The 2018 Outdoor Retailer + Snow Show marked e.dye® Waterless Color System™ second appearance at the the largest U.S. trade show for the outdoor industry. Held in Denver, CO for the first time, more than 29,000 attendees swarmed over a half million square feet of exhibit space looking for the next game changing brand.
Winding through the registration area to get official show badges, representatives of more than 1,000 brands passed an eye-catching display with a provocative headline, “Color is Thirsty.” Below the headline, hundreds of cones wrapped with a rainbow of colorful synthetic yarns hinted at an unmatched ability to create specific colors brands demand to differentiate their products from competitors.
Over the four day show, e.dye’s booth was filled with product managers, apparel designers and supply chain executives.
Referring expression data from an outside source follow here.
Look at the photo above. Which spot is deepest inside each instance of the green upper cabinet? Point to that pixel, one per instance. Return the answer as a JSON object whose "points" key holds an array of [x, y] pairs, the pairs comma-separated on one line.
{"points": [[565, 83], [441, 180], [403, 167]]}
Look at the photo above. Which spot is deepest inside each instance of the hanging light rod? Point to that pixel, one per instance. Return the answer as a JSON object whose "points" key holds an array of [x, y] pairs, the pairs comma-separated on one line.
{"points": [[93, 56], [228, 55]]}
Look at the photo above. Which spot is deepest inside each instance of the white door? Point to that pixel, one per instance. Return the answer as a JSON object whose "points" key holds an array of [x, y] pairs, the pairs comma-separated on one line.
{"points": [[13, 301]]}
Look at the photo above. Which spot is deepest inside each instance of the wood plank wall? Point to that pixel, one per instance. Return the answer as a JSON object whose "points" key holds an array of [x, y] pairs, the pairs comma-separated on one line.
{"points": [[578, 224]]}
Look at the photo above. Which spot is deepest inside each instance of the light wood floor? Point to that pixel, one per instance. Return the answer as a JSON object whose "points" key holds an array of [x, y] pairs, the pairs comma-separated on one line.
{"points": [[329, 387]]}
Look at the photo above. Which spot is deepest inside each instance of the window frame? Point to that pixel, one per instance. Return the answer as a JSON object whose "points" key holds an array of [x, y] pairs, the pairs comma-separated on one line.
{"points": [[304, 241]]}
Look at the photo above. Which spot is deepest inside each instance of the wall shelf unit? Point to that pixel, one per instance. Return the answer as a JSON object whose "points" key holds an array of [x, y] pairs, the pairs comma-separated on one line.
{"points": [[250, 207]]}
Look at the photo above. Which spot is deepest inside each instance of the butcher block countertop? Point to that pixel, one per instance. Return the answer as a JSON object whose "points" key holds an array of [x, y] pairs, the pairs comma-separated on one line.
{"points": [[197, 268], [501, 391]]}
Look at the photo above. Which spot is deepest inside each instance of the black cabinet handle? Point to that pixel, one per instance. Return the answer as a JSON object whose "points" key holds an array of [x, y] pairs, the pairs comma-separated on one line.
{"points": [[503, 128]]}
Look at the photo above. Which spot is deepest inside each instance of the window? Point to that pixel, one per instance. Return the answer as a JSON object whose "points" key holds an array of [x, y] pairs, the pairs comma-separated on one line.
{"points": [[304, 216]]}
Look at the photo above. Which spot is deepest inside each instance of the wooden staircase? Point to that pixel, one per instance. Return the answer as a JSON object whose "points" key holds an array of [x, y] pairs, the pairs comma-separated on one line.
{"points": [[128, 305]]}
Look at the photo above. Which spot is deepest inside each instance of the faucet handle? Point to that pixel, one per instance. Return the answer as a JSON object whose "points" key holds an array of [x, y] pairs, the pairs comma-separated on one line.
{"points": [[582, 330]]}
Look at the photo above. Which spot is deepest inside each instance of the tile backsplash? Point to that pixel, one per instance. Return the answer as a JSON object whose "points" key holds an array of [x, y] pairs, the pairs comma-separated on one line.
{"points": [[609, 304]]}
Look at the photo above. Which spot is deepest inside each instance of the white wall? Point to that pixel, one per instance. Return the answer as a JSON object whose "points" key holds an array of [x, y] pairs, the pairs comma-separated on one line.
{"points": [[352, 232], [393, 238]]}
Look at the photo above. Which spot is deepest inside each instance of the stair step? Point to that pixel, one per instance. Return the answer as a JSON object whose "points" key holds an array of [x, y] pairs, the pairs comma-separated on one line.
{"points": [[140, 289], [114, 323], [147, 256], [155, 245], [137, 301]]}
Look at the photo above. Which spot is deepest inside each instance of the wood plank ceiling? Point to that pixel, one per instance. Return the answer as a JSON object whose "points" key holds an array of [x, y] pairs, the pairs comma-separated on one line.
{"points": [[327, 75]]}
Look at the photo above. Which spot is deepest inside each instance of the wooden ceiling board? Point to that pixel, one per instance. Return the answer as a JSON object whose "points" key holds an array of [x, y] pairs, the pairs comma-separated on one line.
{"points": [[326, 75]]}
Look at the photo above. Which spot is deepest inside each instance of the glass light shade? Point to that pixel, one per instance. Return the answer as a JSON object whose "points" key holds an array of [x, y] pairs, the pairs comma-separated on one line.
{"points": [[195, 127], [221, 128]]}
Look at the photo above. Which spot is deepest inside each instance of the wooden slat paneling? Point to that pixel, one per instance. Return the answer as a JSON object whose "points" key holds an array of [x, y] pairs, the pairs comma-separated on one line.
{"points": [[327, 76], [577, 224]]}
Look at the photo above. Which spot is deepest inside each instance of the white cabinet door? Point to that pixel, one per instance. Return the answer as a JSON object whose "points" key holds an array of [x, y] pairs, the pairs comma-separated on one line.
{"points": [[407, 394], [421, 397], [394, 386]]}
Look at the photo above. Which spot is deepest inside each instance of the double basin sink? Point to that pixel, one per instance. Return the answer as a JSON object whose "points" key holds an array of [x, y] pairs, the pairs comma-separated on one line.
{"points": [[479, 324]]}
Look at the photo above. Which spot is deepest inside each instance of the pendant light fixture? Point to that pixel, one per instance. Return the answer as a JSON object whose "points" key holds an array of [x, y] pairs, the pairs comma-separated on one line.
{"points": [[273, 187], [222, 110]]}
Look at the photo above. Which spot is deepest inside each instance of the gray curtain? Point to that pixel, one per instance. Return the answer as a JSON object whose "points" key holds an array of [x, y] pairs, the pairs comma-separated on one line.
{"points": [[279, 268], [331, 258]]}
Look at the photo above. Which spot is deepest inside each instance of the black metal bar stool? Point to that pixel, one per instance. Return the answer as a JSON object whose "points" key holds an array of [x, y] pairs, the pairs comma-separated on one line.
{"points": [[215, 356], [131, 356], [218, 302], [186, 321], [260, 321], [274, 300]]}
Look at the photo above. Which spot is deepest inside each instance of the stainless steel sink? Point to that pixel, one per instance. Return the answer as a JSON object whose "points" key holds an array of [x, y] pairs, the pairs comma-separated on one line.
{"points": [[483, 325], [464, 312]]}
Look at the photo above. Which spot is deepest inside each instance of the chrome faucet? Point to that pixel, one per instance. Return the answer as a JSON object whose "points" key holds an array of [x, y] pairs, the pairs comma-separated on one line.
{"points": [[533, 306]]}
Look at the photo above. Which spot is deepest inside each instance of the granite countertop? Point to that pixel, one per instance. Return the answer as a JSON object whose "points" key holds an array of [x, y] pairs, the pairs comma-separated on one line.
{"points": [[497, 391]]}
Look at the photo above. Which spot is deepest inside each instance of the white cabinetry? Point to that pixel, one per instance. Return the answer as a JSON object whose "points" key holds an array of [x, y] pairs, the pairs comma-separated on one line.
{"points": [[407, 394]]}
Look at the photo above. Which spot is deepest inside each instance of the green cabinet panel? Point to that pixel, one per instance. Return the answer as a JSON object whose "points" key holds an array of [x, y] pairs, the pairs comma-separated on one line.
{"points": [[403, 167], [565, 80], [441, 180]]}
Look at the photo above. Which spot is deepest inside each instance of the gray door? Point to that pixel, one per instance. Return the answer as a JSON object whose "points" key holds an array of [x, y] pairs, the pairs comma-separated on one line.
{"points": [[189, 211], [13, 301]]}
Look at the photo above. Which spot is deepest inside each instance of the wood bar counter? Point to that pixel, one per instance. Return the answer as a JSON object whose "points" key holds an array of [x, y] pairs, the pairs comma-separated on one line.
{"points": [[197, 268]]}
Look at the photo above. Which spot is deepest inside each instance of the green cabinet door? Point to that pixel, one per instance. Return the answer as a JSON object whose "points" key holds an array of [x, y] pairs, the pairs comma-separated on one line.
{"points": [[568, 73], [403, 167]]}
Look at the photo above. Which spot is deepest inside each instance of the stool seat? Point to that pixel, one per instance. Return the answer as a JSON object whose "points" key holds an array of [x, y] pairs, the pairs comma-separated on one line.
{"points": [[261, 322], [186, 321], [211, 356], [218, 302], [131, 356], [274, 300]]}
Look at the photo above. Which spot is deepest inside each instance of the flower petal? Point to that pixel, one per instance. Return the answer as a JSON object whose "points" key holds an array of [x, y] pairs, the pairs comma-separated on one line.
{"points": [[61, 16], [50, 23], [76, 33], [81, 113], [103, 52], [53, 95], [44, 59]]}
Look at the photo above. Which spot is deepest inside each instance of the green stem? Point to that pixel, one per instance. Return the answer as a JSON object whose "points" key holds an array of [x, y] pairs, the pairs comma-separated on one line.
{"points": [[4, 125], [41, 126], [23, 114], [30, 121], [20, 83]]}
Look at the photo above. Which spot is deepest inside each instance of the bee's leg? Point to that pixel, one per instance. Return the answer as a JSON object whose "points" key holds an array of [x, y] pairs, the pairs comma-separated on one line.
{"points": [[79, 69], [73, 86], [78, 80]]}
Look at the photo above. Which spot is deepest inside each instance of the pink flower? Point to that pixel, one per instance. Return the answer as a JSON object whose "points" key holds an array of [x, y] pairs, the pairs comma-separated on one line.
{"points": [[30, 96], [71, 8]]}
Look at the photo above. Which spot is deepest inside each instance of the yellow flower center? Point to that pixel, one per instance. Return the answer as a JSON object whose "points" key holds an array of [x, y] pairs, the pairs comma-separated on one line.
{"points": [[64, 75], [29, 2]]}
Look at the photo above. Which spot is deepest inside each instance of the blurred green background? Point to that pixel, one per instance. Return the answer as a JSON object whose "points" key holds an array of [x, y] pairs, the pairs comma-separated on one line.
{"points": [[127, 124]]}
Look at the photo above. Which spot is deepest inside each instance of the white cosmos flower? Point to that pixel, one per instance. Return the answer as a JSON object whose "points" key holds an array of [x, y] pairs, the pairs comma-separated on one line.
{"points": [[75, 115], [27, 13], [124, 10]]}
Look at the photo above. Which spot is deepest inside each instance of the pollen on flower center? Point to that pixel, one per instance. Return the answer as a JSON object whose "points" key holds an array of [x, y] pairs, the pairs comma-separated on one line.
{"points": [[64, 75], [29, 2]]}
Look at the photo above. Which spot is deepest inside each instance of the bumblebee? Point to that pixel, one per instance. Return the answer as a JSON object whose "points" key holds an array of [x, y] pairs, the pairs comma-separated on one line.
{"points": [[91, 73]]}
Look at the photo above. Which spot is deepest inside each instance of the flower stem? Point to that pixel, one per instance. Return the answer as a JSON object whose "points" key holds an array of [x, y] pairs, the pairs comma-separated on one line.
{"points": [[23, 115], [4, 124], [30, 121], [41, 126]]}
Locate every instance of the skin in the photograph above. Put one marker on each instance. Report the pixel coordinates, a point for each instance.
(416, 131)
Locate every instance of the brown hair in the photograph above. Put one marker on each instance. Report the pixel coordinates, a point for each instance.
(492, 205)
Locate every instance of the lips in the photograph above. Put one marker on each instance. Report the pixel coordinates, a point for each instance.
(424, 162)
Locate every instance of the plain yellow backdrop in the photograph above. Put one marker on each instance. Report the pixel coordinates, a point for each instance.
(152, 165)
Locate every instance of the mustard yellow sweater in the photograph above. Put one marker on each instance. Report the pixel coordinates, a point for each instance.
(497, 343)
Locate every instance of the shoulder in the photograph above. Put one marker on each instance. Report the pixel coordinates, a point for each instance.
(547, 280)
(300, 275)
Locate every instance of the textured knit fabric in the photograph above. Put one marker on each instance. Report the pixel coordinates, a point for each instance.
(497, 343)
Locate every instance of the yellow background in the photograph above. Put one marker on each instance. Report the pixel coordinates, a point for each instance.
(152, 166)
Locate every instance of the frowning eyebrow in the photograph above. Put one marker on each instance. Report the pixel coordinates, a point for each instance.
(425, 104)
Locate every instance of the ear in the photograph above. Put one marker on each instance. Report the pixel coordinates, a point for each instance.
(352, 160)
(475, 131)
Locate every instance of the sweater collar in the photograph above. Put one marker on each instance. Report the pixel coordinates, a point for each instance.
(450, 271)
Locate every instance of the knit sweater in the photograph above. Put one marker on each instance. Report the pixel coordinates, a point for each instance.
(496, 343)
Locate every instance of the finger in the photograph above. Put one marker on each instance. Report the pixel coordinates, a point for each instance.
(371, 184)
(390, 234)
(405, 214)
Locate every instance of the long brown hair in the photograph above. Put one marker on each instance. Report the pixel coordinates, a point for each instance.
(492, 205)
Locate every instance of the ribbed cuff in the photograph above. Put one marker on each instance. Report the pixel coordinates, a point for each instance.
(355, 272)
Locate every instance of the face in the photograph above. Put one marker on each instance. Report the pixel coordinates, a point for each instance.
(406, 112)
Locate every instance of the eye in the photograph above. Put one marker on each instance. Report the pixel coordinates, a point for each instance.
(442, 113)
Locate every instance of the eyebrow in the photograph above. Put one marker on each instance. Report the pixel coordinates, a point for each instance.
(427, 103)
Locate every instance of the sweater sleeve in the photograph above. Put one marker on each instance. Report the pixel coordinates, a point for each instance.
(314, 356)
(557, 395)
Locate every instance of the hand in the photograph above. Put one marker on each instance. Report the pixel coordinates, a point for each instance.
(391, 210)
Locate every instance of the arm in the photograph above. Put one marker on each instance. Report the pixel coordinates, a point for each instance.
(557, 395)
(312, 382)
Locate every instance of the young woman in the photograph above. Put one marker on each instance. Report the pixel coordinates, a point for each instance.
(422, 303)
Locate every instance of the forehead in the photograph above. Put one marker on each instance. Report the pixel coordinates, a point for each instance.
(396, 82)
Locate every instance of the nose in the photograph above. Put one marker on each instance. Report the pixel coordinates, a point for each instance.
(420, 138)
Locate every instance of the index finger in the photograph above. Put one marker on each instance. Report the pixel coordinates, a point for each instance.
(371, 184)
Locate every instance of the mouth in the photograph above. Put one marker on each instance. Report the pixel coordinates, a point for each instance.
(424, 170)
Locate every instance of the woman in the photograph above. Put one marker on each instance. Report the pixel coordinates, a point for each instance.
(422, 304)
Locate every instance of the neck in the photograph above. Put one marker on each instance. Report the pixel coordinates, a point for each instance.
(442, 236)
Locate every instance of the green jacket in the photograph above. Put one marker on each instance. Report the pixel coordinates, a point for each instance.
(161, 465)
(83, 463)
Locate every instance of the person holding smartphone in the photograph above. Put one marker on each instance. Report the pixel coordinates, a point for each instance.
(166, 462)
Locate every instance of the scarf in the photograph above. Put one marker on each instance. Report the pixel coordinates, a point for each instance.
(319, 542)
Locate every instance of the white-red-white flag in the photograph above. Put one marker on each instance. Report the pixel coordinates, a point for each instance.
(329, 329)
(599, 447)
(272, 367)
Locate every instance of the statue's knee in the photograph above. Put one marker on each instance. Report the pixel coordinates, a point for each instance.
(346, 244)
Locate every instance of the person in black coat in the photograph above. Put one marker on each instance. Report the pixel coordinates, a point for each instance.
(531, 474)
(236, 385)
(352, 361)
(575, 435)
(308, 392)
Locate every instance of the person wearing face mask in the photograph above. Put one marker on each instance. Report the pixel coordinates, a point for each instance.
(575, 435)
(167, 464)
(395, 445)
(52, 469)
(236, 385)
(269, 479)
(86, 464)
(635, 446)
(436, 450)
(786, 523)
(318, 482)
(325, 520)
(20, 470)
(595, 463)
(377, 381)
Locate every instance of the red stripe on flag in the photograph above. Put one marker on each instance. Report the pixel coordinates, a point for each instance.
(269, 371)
After warm introductions, conversations often started with “tell me more.”
Most visitors arrived with a combination of curiosity and skepticism. Finding a way to dye technical yarns without creating toxic polluted wastewater has challenged the textile industry for years.
The e.dye® Waterless Color System™ uses a process known as solution dying. By adding the color before the polymers are extruded the color is inside the yarn. Since the color is inside the yard in contrast to outside the yarn with traditional water-dye process the color is permanent. The colors won’t fade or bleed.
With concerns about the environmental sustainability on the minds of brand managers, retailers and outdoor enthusiasts, e.dye’s process uses 75 percent less water than traditional methods.
Saving water is just one of the benefits of e.dye® Waterless Color System™. Using mathematically derived color formulas, e.dye offers more than 5,000 unique vibrant colors. The system can produce the exact color time after time – from color approvals, to prototypes, through salesman samples and from one bulk order to the next.
The booth’s searchable color library drew crowds throughout the show. Original perceptions of skepticism and curiosity were replaced with polite but insistent demands, “Show me more, please.”